Dechen
Sakya and Kagyu Buddhism

History of Dechen

Beginning with the foundation of Manchester's first Buddhist Centre in 1975, Kagyu Ling, Lama Jampa Thaye and his students have strived to spread the teachings and practices of Tibetan Buddhism in the West. It was in the 1970's and 80's that the great Tibetan lamas of the twentieth century made tours of the West and visited the fledgling dharma groups in Europe and America. Thus, Kagyu Ling was fortunate to receive many such lamas who blessed the centre and gave teachings, including H.H. 16th Gyalwa Karmapa, H.E. 3rd Jamgon Kongtrul, Kalu Rinpoche and Dingo Khyentse Rinpoche, as well as many others.

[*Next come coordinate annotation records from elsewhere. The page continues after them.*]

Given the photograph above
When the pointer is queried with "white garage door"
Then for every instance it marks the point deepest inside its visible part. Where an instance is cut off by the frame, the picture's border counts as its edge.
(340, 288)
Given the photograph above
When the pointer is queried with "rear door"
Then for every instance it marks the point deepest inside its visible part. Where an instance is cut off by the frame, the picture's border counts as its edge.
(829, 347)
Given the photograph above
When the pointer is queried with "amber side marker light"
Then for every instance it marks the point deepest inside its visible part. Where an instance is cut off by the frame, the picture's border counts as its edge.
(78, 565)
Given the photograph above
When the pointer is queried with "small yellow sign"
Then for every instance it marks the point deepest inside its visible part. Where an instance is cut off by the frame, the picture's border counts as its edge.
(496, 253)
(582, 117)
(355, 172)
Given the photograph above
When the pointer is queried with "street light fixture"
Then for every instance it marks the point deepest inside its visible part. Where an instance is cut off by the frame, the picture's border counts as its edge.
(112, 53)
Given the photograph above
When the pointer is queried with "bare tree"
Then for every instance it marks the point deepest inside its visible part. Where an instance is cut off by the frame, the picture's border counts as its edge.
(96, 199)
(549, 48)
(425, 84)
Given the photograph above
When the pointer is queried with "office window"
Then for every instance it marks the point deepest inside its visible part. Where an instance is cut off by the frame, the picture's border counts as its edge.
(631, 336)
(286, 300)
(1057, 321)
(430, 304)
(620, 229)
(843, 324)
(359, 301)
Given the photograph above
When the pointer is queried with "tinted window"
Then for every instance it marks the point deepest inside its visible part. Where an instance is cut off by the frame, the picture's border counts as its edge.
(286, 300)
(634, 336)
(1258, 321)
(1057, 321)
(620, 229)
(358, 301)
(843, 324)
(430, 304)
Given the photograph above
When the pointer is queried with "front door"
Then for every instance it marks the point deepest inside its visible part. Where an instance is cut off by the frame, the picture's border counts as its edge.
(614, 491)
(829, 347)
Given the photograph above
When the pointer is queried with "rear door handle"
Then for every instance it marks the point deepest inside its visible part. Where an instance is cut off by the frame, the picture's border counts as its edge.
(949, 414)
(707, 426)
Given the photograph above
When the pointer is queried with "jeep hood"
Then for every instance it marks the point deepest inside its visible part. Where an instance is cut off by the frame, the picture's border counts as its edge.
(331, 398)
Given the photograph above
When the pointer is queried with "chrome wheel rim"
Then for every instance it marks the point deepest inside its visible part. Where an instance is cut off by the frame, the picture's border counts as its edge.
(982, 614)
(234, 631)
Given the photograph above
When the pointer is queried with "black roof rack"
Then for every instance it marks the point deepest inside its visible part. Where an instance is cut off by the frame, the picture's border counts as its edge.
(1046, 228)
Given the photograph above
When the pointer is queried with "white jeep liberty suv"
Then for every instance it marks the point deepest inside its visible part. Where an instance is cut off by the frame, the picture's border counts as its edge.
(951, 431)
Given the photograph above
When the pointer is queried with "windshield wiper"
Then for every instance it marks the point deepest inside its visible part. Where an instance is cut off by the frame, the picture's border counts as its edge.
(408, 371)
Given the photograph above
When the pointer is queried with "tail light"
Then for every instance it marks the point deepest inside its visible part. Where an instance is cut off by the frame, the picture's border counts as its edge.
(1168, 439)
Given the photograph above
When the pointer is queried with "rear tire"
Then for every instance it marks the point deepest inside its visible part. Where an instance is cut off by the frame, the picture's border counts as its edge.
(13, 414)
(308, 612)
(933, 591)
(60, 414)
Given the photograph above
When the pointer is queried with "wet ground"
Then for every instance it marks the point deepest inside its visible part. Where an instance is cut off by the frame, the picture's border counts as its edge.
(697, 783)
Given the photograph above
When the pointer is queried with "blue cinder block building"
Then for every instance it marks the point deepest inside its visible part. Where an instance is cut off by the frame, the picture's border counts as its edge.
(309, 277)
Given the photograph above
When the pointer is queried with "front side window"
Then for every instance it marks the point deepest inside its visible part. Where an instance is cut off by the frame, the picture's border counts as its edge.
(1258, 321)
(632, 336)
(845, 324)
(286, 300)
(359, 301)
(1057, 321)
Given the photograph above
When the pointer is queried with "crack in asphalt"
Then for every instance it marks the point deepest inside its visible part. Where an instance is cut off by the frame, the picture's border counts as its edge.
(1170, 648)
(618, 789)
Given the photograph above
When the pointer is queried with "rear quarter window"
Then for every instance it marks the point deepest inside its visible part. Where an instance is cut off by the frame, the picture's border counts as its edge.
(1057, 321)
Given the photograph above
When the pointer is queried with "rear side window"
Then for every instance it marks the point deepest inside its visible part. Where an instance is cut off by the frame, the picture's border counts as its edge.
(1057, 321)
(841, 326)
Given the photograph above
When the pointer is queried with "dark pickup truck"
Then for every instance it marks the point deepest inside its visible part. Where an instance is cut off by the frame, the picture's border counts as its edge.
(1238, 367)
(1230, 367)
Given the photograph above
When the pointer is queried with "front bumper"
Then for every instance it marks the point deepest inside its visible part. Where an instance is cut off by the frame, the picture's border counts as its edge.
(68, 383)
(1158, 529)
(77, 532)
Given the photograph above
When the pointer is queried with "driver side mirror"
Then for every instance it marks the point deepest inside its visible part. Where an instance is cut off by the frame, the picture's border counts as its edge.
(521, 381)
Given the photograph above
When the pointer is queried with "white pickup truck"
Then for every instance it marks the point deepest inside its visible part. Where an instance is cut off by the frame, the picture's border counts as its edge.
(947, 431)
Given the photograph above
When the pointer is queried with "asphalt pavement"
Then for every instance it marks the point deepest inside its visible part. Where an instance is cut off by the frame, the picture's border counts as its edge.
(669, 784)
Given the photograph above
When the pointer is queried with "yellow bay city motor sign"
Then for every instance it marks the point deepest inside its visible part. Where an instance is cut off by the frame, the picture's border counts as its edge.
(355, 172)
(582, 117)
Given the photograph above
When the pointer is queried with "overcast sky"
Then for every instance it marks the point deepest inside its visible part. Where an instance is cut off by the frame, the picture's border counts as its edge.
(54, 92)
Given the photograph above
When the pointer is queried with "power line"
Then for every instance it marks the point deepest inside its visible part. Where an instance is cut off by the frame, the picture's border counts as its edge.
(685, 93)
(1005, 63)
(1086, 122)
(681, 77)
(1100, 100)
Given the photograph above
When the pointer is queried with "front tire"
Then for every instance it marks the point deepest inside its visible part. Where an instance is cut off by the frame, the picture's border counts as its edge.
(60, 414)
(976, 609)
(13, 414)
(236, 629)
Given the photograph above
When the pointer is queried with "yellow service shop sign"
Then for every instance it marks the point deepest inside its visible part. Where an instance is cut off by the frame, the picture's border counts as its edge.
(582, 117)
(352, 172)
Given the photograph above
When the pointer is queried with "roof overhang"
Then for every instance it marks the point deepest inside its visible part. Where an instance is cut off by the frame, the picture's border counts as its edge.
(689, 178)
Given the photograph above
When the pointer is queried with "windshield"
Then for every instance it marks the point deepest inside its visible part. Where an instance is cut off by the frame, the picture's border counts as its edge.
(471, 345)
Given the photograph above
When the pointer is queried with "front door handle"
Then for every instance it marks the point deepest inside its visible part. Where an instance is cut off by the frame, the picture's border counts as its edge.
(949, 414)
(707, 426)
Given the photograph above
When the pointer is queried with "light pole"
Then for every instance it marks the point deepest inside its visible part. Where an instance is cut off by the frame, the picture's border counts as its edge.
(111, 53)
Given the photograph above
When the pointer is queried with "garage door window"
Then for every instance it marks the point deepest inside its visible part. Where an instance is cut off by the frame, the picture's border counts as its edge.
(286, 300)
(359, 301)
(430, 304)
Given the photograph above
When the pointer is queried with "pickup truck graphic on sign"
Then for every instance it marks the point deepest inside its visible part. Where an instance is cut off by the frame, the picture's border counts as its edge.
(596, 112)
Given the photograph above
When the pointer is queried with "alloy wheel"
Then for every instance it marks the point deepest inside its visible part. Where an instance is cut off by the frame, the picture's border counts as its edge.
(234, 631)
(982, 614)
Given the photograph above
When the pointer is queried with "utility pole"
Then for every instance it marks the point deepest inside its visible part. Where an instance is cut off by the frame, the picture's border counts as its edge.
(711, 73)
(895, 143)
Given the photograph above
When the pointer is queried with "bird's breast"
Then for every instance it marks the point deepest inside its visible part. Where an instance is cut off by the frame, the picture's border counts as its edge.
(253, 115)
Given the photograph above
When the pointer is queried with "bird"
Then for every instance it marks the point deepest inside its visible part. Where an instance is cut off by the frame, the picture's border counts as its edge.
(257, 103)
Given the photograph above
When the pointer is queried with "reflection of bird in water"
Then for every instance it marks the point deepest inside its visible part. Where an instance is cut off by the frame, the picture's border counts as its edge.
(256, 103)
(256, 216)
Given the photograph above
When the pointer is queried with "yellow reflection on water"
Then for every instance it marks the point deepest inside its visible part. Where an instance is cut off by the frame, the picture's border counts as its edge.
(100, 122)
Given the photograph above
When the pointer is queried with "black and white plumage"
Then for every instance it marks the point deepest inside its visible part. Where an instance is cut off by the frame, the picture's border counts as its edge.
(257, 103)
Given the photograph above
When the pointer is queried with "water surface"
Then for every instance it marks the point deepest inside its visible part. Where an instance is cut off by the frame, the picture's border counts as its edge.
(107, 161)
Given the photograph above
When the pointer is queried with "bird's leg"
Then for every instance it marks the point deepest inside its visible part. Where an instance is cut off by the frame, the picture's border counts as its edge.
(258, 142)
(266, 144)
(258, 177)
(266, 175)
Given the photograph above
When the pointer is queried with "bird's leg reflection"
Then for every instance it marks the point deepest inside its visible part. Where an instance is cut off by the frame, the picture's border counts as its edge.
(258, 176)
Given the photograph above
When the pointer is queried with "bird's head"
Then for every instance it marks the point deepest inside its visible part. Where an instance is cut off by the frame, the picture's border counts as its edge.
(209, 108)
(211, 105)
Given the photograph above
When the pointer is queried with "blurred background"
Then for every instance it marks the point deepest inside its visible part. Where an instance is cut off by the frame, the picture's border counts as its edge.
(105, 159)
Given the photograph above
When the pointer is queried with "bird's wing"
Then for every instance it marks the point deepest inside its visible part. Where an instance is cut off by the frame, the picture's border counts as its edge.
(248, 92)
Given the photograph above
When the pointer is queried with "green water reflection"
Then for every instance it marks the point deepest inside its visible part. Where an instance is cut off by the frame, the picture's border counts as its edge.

Sakya PanditaIn 1978, H.H. Sakya Trizin visited Dechen’s Sakya Centre in Bristol, founded the previous year. This was the first of eight visits to date made by the Sakya hierarch.  The following year, the great Ngor lama, Phende Rinpoche, made the first of several teaching visits to the Sakya Centre which would take place throughout the 70s and 80s.

During this time, Lama Jampa Thaye founded further centres and groups around the UK, continued to give teachings and initiations, and invited other distinguished lamas to do the same. This was all done under the authority of Karma Thinley Rinpoche, who continued to make periodic visits from his residence in Toronto to give teachings to the Dechen sangha, advising them to rely on Lama Jampa as their principal teacher.

Ganesha Press, the publishing arm of the Dechen Community, was founded in 1983 to publish a translation of Chogye Trichen’s History of the Sakya Tradition.  Subsequently, Ganesha Press would publish numerous translations of prayers, teachings, and vajrayana sadhanas, including the recent Rain of Clarity (2006) - Lama Jampa Thaye’s own treatise on the stages of the path in the Sakya tradition.

From the mid-1980s, Lama Jampa Thaye accepted invitations from other dharma groups to give teachings in continental Europe. He later founded further Dechen groups in Germany, and, following the dissolution of the Soviet Union, in Poland and Bulgaria. He also made four visits to receive extensive cycles of teaching from Karma Thinley Rinpoche in Toronto, as well as visiting H.H. Sakya Trizin in India on various occasions.

In 1988 Karma Thinley Rinpoche instigated the construction of Lekshey Ling, a nunnery in Bodhnath, Nepal, near the Great Bodhnath Stupa. From its completion two years later, the nuns of Lekshey Ling would work tirelessly to carry out the extensive programme of prayers and rituals for the benefit of all sentient beings in general, and by request for particular individuals of the Dechen Community, some of whom would visit the nunnery during Rinpoche’s annual residence there, making offerings and visiting the stupa.

1991 saw the purchase of a strip of land and a building in Dordogne, France, which over the coming years would undergo extensive refitting to create a pleasant shrine hall and lama residence in order to host the biennial Sakya summer school known as ‘Chang Lo Chen’, named after the pure land of Vajrapani. Here, Lama Jampa Thaye continues to bestow the longer treatises of the Sakya tradition at the well-attended seminaries.

Karmapa Dusum KhyenpaIn 1994, Rinpoche and Lama Jampa founded the Mikyo Dorje Shedra, a college of studies running annually over each new year period, dedicated to disseminating the major philosophical and doctrinal texts of the Karma Kagyu tradition such as the great Indian treatise, Uttaratantrashastra. The shedra is followed by study groups throughout the year, wherein a more detailed study of a certain text may culminate in an oral examination with the lama for those students inclined to the more scholastic side of Kagyu training.

Whilst the teachers of Dechen are masters of both the Sakya and Kagyu schools, as well as preserving many teachings of the Nyingma and Kadam traditions, they have always maintained the traditional necessity for preserving the purity of these traditions by not mixing them together. Thus Lama Jampa’s students tend to focus their studies and meditative training within the tenets of just one of the two great traditions. Nevertheless, when Lama Jampa bestows texts or initiations, most people tend to attend the teachings of both Kagyu and Sakya, as it is considered very beneficial to receive such teachings even if one does not practice them in detail.

In recent years, Lama Jampa-la has maintained a busy schedule of teachings, initiations and personal interviews. He has overseen a regular programme of introductory classes, prayer rituals and study groups throughout all the Dechen groups and centres, which are carried out by the Dechen sangha.  In this way, Lama Jampa Thaye and the Shri Dechen Dharma Community have sought to benefit the transmission of the pure buddhadharma in the West to some extent.